In France, Mr. Besson has been in the news more for his activities as a businessman than as a director. He had the idea for the Cité du Cinéma — which houses nine private film studios and a public film school — as a one-stop shop to rival the Pinewood Studios in Britain or Cinecittà in Rome. EuropaCorp rents space in the Cité and is an investor in the studio, along with a consortium of French banks. Since the Cité opened in 2012, around 30 productions have been filmed there, of which Mr. Besson directed three and EuropaCorp produced nine. The studio’s director, Brigitte Segal, said she was satisfied with its occupancy, which she projected at 81 percent for 2017.

Since 2013, the French authorities have been investigating possible misuse of public funds in connection with the Cité du Cinéma’s initial financing and setup, and several officials have already been fined small amounts for mismanaging public money used in the project. (In an interview, a spokesman for EuropaCorp, Régis Lefebvre, called the fines “nothing.”)

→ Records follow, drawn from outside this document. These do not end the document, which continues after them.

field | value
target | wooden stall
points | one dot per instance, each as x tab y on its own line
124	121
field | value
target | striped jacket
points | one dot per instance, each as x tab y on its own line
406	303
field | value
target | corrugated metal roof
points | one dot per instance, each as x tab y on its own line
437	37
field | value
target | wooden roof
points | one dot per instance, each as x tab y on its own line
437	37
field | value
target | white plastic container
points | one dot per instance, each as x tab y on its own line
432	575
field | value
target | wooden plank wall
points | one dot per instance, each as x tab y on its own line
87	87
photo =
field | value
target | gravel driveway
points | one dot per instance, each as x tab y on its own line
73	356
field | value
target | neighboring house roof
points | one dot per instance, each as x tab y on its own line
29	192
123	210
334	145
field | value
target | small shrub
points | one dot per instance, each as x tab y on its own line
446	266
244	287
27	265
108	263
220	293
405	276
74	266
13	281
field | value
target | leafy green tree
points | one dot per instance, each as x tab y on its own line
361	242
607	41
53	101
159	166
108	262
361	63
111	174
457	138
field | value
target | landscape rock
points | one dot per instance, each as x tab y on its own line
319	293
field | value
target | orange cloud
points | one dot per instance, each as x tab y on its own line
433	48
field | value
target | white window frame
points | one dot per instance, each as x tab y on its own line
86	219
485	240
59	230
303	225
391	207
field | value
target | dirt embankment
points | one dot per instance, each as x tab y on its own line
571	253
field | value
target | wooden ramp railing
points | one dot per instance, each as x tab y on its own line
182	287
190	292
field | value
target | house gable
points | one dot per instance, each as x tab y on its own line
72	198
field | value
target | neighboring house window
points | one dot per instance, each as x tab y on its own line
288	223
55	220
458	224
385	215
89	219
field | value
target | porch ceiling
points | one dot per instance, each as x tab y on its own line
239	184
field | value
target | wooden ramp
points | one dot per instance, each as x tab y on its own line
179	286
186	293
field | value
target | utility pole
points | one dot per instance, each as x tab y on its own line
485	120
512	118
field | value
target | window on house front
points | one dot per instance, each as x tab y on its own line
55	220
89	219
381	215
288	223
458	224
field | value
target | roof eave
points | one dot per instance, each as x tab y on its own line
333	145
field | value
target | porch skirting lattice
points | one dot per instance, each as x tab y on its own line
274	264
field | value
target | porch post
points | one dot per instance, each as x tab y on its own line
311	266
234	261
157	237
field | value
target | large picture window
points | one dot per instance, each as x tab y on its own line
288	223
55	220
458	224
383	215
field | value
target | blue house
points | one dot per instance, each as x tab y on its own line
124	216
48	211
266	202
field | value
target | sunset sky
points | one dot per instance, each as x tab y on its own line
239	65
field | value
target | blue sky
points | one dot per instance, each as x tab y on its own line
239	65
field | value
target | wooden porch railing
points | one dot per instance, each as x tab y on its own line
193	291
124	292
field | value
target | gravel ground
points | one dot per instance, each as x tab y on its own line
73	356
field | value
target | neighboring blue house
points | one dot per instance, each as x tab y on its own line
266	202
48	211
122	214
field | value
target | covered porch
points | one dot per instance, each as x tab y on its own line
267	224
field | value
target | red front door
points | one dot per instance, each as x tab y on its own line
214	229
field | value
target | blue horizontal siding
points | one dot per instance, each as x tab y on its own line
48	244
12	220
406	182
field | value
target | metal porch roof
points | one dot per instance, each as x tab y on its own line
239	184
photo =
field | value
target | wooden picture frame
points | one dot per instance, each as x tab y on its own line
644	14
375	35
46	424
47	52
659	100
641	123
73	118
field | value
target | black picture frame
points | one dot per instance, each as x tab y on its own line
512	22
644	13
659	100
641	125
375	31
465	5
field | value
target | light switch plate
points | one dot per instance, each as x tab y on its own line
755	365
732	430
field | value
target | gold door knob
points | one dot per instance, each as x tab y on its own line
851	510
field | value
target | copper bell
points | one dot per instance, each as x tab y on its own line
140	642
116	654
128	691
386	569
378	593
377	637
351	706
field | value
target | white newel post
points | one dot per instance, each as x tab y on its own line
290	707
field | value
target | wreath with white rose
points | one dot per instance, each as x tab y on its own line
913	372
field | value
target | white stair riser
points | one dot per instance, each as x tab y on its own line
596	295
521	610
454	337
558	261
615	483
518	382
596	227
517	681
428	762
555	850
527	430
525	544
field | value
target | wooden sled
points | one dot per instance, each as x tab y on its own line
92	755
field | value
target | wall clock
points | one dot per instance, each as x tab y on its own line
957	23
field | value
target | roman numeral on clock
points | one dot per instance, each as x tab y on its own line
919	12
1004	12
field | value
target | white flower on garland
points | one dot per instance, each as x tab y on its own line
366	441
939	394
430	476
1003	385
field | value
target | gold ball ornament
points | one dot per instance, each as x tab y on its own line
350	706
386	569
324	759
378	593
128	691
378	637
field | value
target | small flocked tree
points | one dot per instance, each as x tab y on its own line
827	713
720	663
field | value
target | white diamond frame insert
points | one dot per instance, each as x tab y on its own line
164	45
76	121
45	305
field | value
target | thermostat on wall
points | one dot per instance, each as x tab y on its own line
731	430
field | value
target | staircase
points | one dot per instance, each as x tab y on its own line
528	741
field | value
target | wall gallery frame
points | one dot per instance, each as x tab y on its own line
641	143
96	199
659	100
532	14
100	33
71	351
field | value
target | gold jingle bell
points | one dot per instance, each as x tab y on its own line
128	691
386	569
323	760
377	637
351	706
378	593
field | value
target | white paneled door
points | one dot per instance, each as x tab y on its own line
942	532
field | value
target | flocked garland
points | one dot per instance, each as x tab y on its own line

Mr. Besson is “a bit of an adventurer in superproductions without a very strong artistic vision,” said Isabelle Regnier, a film critic for Le Monde. “He’s a French mogul with no equivalent. You can love or hate his Cité du Cinéma, but it’s something very impressive,” she said. “There’s a very American side in his failures and successes and how he’s always bouncing back.”

“Valerian” might not win over French critics, but Mr. Besson has global ambitions for it. He said that he wanted audiences to see it as an escapist fantasy. “If they can forget everything for two hours, and live another life for two hours, that would be perfect for me,” he said, back in his office, where his coffee table was piled high with Valerian comics. “I want them to be drunk with the story, the images. I want them to lose their minds.”